One day Cicely had been worryin' dretfully all the forenoon about the boy. And I declare, it seemed so pitiful to hear her talk and forebode about him, with her face lookin' so wan and white, and her big eyes so sorrowful lookin', as if they was lookin' onto all the sadness and trouble of the world, and couldn't help herself--such a sort of a hopeless look, and lovin' and broken-hearted, that it was all I could do to stand it without breakin' right down, and cry in' with her.

But I knew her state, and held firm. And she went over all the old grounds agin to me, that she had foreboded on; and I went over all the old grounds of soothing agin and agin.

Why, good land! I had had practice enough. For every day, and every night, would she forebode and forebode, and I would soothe and soothe, till I declare for't, I should have felt (to myself) a good deal like a bread- and-milk poultice, or even lobelia or catnip, if my feelin's on the subject hadn't been so dretful deep and solemn, deeper than any poultice that was ever made--and solemner.

Why, Tirzah Ann says to me one day,--she had been settin' with Cicely for a hour or two; and she come out a cryin', and says she,--

"Mother, I don't see how you can stand it. It would break my heart to see Cicely's broken-hearted look, and hear her talk for half a day; and you have to hear her all the time." And she wiped her eyes.

And I says, "Tongue can't tell, Tirzah Ann, how your ma's heart does ache for her. And," says I, "if I knew myself, I had got to die and leave a boy in the world with such temptations round him, and such a chin on him, why, I don't know what I should do, and what I shouldn't do."

And says Tirzah Ann, "That is jest the way I feel, mother;" and we both of us wiped our eyes.

But I held firm before her, and reminded her every time, of what she knew already,--"that there was One who was strong, who comforted her in her hour of need, and He would watch over the boy."

And sometimes she would be soothed for a little while, and sometimes she wouldn't.

Wall, this day, as I said, she had worried and worried and worried. And at last I had soothed her down, real soothed. And she asked me before I went down-stairs, for a poem, a favorite one of hers,--"The Celestial Country." And I gin it to her. And she said I might shet the door, and she would read a spell, and she guessed she should drop to sleep.

And as I was goin' out of the room, she called me back to hear a verse or two she particularly liked, about the "endless, ageless peace of Syon:"--


"True vision of true beauty,
Sweet cure of all distrest."


And I stood calm, and heard her with a smooth, placid face, though I knew my pies was a scorchin' in the oven, for I smelt 'em. I did well by Cicely.

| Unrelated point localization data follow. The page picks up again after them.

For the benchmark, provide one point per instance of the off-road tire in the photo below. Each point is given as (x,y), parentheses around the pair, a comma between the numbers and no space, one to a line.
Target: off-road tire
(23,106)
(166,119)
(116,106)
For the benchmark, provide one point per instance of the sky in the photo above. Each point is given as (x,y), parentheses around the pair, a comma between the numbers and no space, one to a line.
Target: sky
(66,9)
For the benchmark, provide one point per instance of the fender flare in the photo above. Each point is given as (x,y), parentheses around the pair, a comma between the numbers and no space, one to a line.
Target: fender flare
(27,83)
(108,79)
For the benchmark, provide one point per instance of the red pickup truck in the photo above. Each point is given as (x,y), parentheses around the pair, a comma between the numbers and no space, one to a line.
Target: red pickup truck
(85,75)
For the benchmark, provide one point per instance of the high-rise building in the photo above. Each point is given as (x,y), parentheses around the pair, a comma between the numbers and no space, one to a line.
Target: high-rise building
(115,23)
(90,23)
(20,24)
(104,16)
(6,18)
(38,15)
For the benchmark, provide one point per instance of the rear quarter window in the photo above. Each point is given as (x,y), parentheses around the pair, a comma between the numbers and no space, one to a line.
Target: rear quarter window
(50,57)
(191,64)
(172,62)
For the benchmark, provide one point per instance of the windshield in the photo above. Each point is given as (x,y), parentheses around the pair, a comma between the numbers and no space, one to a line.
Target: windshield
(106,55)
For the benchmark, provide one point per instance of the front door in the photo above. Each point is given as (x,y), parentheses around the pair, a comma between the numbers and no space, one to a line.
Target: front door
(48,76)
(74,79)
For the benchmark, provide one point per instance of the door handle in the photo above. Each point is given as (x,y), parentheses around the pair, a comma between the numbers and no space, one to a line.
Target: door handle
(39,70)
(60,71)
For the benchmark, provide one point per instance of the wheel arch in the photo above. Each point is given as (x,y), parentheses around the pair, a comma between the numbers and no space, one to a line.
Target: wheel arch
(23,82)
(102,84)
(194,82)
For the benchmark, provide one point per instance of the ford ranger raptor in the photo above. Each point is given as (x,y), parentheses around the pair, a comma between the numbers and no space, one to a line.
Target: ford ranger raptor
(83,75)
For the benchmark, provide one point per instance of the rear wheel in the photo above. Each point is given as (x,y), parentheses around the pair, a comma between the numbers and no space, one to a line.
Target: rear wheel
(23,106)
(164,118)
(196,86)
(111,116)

[Illustration: SAMANTHA LISTENING TO CICELY.]

After she finished it, I told her it was perfectly beautiful, and I left her feelin' quite bright; and there wuzn't but one of my pies spilte, and I didn't care if it wuz. I wuzn't goin' to have her feelin's hurt, pies or no pies.

After I got my pies out, I went into my nearest neighbor's on a errent, tellin' Josiah to stay in Thomas Jefferson's room, just acrost from Cicely's, so's if she wanted any thing, he could get it for her. I wuzn't gone over a hour, and, when I went back, I went up-stairs the first thing; and I found Cicely a cryin,' though there was a softer, more contented look in her eyes than I had seen there for a long time.

And I says, "What is the matter, Cicely?"

And she says,--

"Oh! if I had been a better woman, I could have seen my mother! she has been here!"

"Why, Cicely!" says I. "Here, take some of this jell."

But she put it away, and says in a sort of a solemn, happy tone,--

"She has been here!"

She said it jest as earnest and serene as I ever heard any thing said; and there was a look in her eyes some as there wuz when she come home from her aunt Mary's, and told me "she almost wished her aunt had died while she was there, because she felt that her mother would be the angel sent from heaven to convey her aunt's soul home--and she could have seen her."

There was that same sort of deep, soulful, sad, and yet happy look to her eyes, as she repeated,--

"She has been here! I was lying here, aunt Samantha, reading 'The Celestial Country,' not thinking of any thing but my book, when suddenly I felt something fanning my forehead, like a wing passing gently over my face. And then something said to me just as plain as I am speaking to you, only, instead of being spoken aloud, it was said to my soul,--

"'You have wanted to see your mother: she is here with you.'

"And I dropped my book, and sprung up, and stood trembling, and reached out my hands, and cried,--"'Mother! mother! where are you? Oh! how I have wanted you, mother!'

"And then that same voice said to my heart again,--

"'God will take care of the boy.'

"And as I stood there trembling, the room seemed full. You know how you would feel if your eyes were shut, and you were placed in a room full of people. You would know they were there--you would feel their presence, though you couldn't see them. You know what the Bible says,--'Seeing we are encompassed about by so great a cloud of witnesses.' That word just describes what I felt. There seemed to be all about me, a great cloud of people. And I put my arms out, and made a rush through them, as you would through a dense crowd, and said again,--

"'Mother! mother! where are you? Speak to me again.'

"And then, suddenly, there seemed to be a stir, a movement in the room, something I was conscious of with some finer, more vivid sense than hearing. It seemed to be a great crowd moving, receding. And farther off, but clear, these words came to me again, sweet and solemn,--

"'God will take care of the boy.'

"And then I seemed to be alone. And I went out into the hall; and uncle Josiah heard me, and he came out, and asked me what the matter was.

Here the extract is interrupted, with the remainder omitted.